The announcement of a pause in the progress of the legislative process has been serendipitous for me. It coincided with a series of events where I could listen to a variety of interesting people offering their take on the reforms.
The rap, which thousands have watched, even in America, was referenced on numerous occasions. It demonstrates the potential of social media to powerfully convey a message which traditional media fails to do, and it is difficult to counter.
One person wondered whether the real purpose of the pause was predominantly to secure third party endorsement of the principles of the reforms; to try and change perceptions of the reforms being about radical change to a set of proposals which are evolutionary.
At one event I was struck by an analysis of how much of what is being proposed is evolutionary and how much revolutionary. Foundation Trusts, regulation, clinical commissioning, evidence based quality standards, public information, targets (now to be known as outcomes), use of the private sector, are all part and parcel of the system I work in and am familiar with. The proposals about these parts of the system are evolutionary. The revolutionary aspects of the reforms relate to public health and the system of governance. The changes being proposed to public health are not evolutionary. The changes being proposed to the governance structures of the NHS are fundamental. Maybe it is this latter, revolutionary set of changes to governance that is causing so much ill defined dis-ease across the system. The wholesale removal of SHAs and PCTs creates a vacuum in the traditional wiring diagram of the NHS. It leaves people who have been accustomed and used to working within such a system uncertain. It would require a massive change in attitude and behaviour to make the new system work in the way it is intended. The natural instinct is to transmit this anxiety, but because it is difficult to encapsulate it is mutated into a set of concerns that people can relate to e.g. cuts, privatisation, and loss of financial control.

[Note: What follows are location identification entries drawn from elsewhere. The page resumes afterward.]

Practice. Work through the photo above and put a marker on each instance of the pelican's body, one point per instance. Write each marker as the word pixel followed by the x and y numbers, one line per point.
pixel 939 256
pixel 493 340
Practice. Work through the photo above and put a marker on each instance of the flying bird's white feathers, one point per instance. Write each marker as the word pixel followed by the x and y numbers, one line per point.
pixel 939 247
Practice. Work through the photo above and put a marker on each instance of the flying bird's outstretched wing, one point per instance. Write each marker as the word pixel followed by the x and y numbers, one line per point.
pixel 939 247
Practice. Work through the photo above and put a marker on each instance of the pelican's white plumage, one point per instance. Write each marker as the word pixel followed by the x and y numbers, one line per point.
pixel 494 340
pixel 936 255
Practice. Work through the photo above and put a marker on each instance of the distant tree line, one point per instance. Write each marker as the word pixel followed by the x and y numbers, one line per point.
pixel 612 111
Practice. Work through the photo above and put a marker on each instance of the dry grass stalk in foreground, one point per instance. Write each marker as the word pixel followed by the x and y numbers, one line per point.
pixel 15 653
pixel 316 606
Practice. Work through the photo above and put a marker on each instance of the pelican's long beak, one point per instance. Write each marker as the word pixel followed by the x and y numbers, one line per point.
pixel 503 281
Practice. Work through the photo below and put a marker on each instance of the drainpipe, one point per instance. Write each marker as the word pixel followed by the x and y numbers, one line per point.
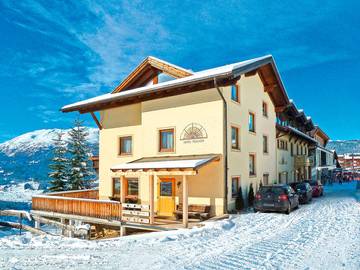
pixel 225 147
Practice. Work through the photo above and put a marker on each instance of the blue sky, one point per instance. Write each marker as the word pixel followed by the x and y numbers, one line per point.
pixel 56 52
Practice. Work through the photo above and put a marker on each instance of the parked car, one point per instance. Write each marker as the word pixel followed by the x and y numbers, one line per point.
pixel 317 187
pixel 304 190
pixel 277 198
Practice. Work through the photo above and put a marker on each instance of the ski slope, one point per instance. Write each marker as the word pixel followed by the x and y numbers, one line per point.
pixel 322 235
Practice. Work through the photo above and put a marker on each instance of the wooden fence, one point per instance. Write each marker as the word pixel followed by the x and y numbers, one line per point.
pixel 104 209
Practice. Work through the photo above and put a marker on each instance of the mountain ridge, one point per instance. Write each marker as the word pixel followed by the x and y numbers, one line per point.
pixel 27 157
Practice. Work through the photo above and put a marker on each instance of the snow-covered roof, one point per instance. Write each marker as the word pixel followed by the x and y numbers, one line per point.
pixel 298 132
pixel 181 163
pixel 219 72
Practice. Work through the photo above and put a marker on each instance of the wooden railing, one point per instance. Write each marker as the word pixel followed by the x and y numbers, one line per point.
pixel 85 194
pixel 104 209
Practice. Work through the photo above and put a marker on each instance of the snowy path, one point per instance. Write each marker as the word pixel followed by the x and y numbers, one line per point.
pixel 322 235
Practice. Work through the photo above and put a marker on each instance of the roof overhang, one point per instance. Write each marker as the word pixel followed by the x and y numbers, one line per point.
pixel 149 68
pixel 294 132
pixel 223 76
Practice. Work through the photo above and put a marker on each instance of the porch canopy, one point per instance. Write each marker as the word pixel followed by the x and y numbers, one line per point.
pixel 168 165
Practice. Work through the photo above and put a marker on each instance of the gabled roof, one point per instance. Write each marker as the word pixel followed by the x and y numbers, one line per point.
pixel 220 76
pixel 318 131
pixel 300 116
pixel 149 68
pixel 295 132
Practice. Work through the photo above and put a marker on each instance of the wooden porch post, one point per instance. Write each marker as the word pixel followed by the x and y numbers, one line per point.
pixel 151 194
pixel 122 200
pixel 185 201
pixel 123 191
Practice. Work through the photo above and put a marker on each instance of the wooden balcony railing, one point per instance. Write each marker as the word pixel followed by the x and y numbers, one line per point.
pixel 104 209
pixel 85 194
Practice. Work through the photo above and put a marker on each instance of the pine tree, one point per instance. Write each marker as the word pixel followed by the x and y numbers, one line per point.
pixel 59 164
pixel 251 196
pixel 80 170
pixel 239 202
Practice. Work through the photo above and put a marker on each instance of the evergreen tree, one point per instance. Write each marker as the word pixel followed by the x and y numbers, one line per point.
pixel 80 170
pixel 251 196
pixel 59 164
pixel 239 202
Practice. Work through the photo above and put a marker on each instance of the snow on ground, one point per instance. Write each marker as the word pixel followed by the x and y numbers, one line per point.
pixel 322 235
pixel 21 192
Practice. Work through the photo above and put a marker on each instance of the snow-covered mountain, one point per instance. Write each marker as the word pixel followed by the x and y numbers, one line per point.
pixel 27 156
pixel 345 146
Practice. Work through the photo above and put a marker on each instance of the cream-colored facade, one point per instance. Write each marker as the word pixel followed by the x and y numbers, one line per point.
pixel 143 121
pixel 293 163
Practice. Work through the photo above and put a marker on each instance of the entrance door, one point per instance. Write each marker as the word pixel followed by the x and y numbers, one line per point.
pixel 166 197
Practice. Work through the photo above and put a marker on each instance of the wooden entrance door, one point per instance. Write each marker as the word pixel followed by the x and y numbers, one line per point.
pixel 166 197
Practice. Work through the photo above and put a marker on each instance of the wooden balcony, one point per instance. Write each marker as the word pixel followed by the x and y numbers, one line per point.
pixel 80 203
pixel 85 194
pixel 302 160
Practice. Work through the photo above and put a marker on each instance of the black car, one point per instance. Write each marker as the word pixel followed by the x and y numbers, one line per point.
pixel 304 190
pixel 277 198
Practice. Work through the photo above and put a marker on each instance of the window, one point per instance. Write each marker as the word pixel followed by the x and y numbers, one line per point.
pixel 116 187
pixel 283 145
pixel 125 146
pixel 235 184
pixel 252 161
pixel 265 109
pixel 265 144
pixel 235 93
pixel 235 138
pixel 265 179
pixel 133 186
pixel 166 140
pixel 251 122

Everyone, and I do mean everyone, thought the greatest opportunity that the reforms presented was to realise the potential of clinical leadership and engagement in making the system work better. Allied to that is the opportunity to harness the potential of primary care, but to do so requires a meteoric evolutionary change in the way primary care works. The worry is that by restoring the traditional modes of governance everyone is familiar with, the changes required will be lost, as they were with primary care groups and practice based commissioning.
Finally I had my preference for evolution versus revolution reframed by the effervescent Nigel Edwards who pointed out that evolution might sound nicer than revolution unless you look at it from the viewpoint of a Neanderthal.
Martin McShane qualified in 1981 from University College Hospital Medical School. He trained in surgery until 1990 then switched to general practice where he spent over a decade working in a semi-rural practice on the edge of Sheffield. In a fulfilling job, with a great lifestyle, he decided to give it all up and take on a fresh challenge. He entered NHS management, full time, in 2004 as a PCT chief executive after experience in fund holding and chairmanship of both a primary care group and subsequent professional executive committee. Since 2006 he has been director of strategic planning for NHS Lincolnshire, where there are 5,600 miles of road but less than 50 miles of dual carriageway.